Intro to multi-level models (MLM) Flashcards
Clustering
What is clustered data?
= when our observations have some sort of grouping that is NOT something we are interested in studying
This is important as the observations in one cluster are likely to be more similar to each other than to observations in different clusters
For example:
- children within schools
- observations within individuals
This can quickly become complicated with the more levels you have
Clustering
What is the intra-class correlation coefficient (ICC)?
It is a ratio of:
variance between groups : total variance
ICC can take values between 0 and 1. The larger the ICC, the lower the variability is within the clusters compared to the variability between clusters
For example:
ICC of 0.48 means that 48% of our variance is attributable to by-cluster differences
Clustering
Why and how is clustering a problem?
WHY:
It is something systematic that our model should (arguably) take into account
HOW:
standard errors are often smaller which also means:
- CIs will be too narrow
- t-statistics will be too large
- p-values will be too small
Clustering
What is wide data?
observations are written across separate columns (not the preferred method)
Clustering
What is long data?
there is one column for all observations and the different columns tell us which cluster an observation belongs to
Clustering
Dealing with Clustering
What is complete pooling?
Ignoring clustering
= information from all clusters is pooled together to estimate x
- basically, takes everyone’s data, pools it together and then plots it as one line on a graph
This is not the best method as clusters can show different patterns which this method does not account for
- also residuals are NOT independent
Clustering
Dealing with Clustering:
What is no pooling?
Fixed effects models
= information from a cluster contributes to an estimate for that cluster (and ONLY that cluster)
- information is not pooled
This method is good as it has lots of estimates
BUT it is flawed as no pooling would include results that might be anomalous
also it has less statistical power due to having more parameters
Clustering
Dealing with Clustering:
What is partial pooling?
Random Effects models
= cluster level variance in intercepts and slope is modelled as randomly distributed around fixed parameters.

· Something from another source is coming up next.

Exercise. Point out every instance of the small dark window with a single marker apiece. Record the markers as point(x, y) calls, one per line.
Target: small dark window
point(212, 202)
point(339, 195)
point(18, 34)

- Effects are free to vary by cluster but information from all clusters contributes to an overall fixed parameter
Rather than estimating differences for each cluster, we are estimating the variation (or spread of distributions) of intercept points
MLM
What is multilevel regression?
used for observation j in group i
used for data structures when we’ve observed things that happen at multiple levels
e.g. children in classes in schools etc
MLM
Multiple regression equation
It looks similar to simple regression but we now need a 2 level equation
Level 1:
yij = β0i + β1ixij + ε
Level 2:
β0i = γ00 + ζ0i
β1i = γ10 + ζ1i
Where:
- γ00 is the population intercept and ζ0i is the deviation of group i from γ00
- γ10 is the population slope and ζ1i is the deviation of group i from γ10
Basically
γ means there is a fixed number for the whole population
ζ accounts for the deviation of each individual group (random effects)
MLM
Assumptions of multiple regression:
we now assume ζ0, ζ1 and ε to be normally distributed with a mean of 0
MLM
What are fixed effects?
Items that do not vary by cluster are fixed effects
e.g. γ00 or γ10
If we repeated the experiment we would use the same levels
Desired inference:
the conclusions refer to the levels used
MLM
What are random effects?
common definition = “we allow (?) to vary by (?)”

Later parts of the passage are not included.